Hacker News new | ask | show | jobs
by p1esk 2614 days ago
How would you map these chunks to vectors?
1 comments

The same way we map words to vectors or entire pictures to vectors. We'll have another ML model that would take 1 second of sound as input (48000 1 byte numbers) and produce a say vector of 128 float32 numbers that would "describe" this 1 second of sound.
What would be an equivalent of a word for music?
1 second of sound. Or a few seconds of sound.
This would rule out such common mapping methods as word2vec, because unlike words, vast majority of 1 sec chunks of audio would be unique (or only repeating within a single recording).
That's fine. The goal is to map "similar" 1 second chunks to similar vectors. I'm sure this can be done and uniqueness of sound won't be a problem.

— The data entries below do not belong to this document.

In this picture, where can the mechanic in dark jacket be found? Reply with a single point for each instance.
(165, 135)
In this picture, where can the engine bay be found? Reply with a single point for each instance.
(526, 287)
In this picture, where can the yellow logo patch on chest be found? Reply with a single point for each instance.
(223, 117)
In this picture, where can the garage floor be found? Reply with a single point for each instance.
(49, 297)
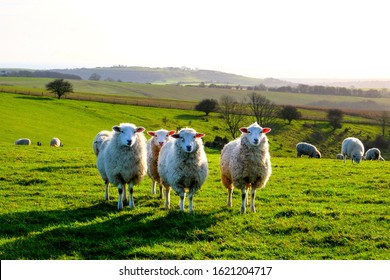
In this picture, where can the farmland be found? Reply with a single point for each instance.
(53, 208)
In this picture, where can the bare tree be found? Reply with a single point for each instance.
(232, 114)
(262, 108)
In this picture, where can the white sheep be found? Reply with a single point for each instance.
(99, 140)
(373, 154)
(23, 141)
(353, 148)
(310, 150)
(153, 147)
(55, 142)
(245, 163)
(122, 160)
(183, 165)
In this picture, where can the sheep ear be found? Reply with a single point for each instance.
(266, 130)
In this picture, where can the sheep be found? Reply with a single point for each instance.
(153, 147)
(23, 141)
(122, 160)
(373, 153)
(55, 142)
(99, 140)
(303, 148)
(183, 165)
(353, 148)
(246, 163)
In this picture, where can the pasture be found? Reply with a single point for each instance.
(53, 207)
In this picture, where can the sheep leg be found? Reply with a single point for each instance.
(106, 192)
(131, 199)
(120, 197)
(244, 196)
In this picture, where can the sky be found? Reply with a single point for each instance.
(256, 38)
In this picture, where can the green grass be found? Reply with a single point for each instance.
(53, 207)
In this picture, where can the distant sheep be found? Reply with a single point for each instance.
(352, 148)
(245, 163)
(153, 147)
(310, 150)
(99, 140)
(183, 165)
(23, 141)
(122, 160)
(373, 154)
(55, 142)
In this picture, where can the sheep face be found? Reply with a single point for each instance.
(187, 139)
(255, 133)
(160, 137)
(127, 133)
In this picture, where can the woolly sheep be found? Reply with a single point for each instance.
(353, 148)
(183, 165)
(122, 160)
(153, 147)
(245, 163)
(55, 142)
(23, 141)
(373, 153)
(99, 140)
(307, 149)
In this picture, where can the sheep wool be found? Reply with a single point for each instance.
(183, 165)
(310, 150)
(153, 147)
(123, 160)
(246, 163)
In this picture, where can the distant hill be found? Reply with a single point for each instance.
(169, 75)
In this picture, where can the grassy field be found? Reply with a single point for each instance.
(53, 207)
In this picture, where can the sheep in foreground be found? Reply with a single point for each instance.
(122, 160)
(183, 165)
(245, 163)
(99, 140)
(307, 149)
(373, 154)
(352, 148)
(153, 147)
(23, 141)
(55, 142)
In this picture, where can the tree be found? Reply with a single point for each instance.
(335, 117)
(232, 114)
(59, 87)
(262, 108)
(207, 106)
(290, 113)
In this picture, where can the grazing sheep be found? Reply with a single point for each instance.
(307, 149)
(122, 160)
(99, 140)
(182, 165)
(373, 153)
(55, 142)
(245, 163)
(353, 148)
(153, 147)
(339, 156)
(23, 141)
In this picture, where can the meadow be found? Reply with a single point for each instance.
(53, 207)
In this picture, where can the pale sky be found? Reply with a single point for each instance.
(255, 38)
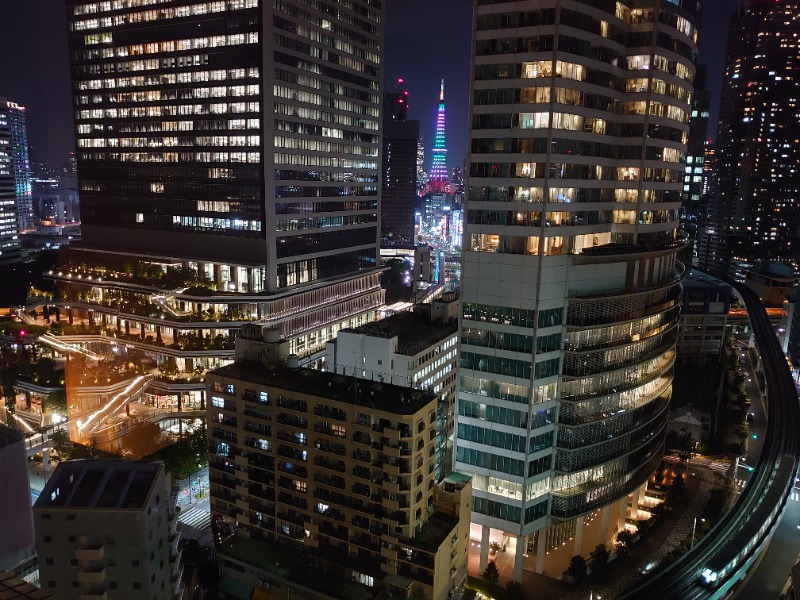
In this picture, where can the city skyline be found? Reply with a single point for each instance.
(414, 51)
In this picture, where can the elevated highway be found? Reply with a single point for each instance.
(722, 558)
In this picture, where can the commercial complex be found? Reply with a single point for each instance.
(16, 122)
(228, 164)
(570, 284)
(108, 529)
(339, 467)
(754, 214)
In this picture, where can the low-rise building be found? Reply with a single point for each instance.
(335, 474)
(704, 316)
(416, 349)
(108, 529)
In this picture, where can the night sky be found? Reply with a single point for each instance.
(426, 40)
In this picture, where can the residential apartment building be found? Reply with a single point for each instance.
(415, 349)
(17, 548)
(108, 529)
(16, 122)
(579, 123)
(342, 468)
(228, 165)
(399, 168)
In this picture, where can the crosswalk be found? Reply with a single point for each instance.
(720, 466)
(196, 517)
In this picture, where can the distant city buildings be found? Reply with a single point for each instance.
(755, 212)
(695, 175)
(418, 350)
(399, 169)
(571, 284)
(16, 123)
(108, 529)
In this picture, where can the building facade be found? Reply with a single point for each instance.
(339, 467)
(108, 529)
(9, 231)
(570, 284)
(228, 165)
(704, 317)
(417, 350)
(754, 215)
(399, 168)
(16, 121)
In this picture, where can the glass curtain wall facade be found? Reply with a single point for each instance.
(243, 131)
(16, 122)
(235, 144)
(9, 238)
(570, 283)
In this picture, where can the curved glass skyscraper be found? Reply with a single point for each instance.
(571, 283)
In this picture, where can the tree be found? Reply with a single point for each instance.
(577, 567)
(624, 543)
(514, 589)
(598, 559)
(491, 574)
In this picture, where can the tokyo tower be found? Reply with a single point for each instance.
(439, 178)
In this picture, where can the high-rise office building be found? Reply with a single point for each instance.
(399, 168)
(232, 146)
(695, 175)
(108, 529)
(755, 213)
(570, 284)
(9, 232)
(18, 138)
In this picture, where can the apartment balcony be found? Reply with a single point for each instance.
(393, 435)
(89, 553)
(391, 470)
(92, 576)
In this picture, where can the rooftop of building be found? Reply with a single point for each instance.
(361, 392)
(698, 280)
(414, 330)
(16, 588)
(100, 483)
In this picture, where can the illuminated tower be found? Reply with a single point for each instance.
(18, 147)
(570, 286)
(440, 181)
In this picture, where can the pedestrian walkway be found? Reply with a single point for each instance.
(721, 467)
(683, 528)
(196, 517)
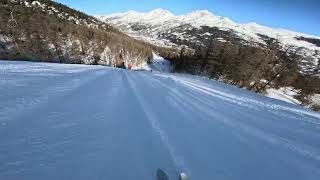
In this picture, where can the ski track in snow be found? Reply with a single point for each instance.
(92, 122)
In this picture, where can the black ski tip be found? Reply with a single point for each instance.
(183, 176)
(161, 175)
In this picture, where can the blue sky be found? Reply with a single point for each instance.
(301, 16)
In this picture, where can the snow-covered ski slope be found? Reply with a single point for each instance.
(91, 122)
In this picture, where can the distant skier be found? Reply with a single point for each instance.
(161, 175)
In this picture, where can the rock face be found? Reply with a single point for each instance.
(47, 31)
(249, 56)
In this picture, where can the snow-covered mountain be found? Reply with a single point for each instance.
(198, 28)
(66, 36)
(82, 122)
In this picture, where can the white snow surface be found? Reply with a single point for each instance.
(285, 94)
(93, 122)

Sure, we can probably find a way to map two similar chunks to two similar vectors. However, with 1:1 mapping the resulting vectors will be just as unique. That's a problem, because, if you recall, we want to predict the next unit of music based on the units the model has seen so far. Training a model for this task requires showing it sequences of encoded units of music (vectors), where we must have many examples of how a particular vector follows a combination of particular vectors. If most of our vectors are unique, we won't have enough examples to train the model. For example, showing the model multiple examples of a phrase "I'm going to [some verb]", it will eventually learn that "to" after "I'm going" is quite likely, that a verb is more likely after "to" than an adjective, etc. This wouldn't have happened if the model saw 'going' or 'to' only once during training.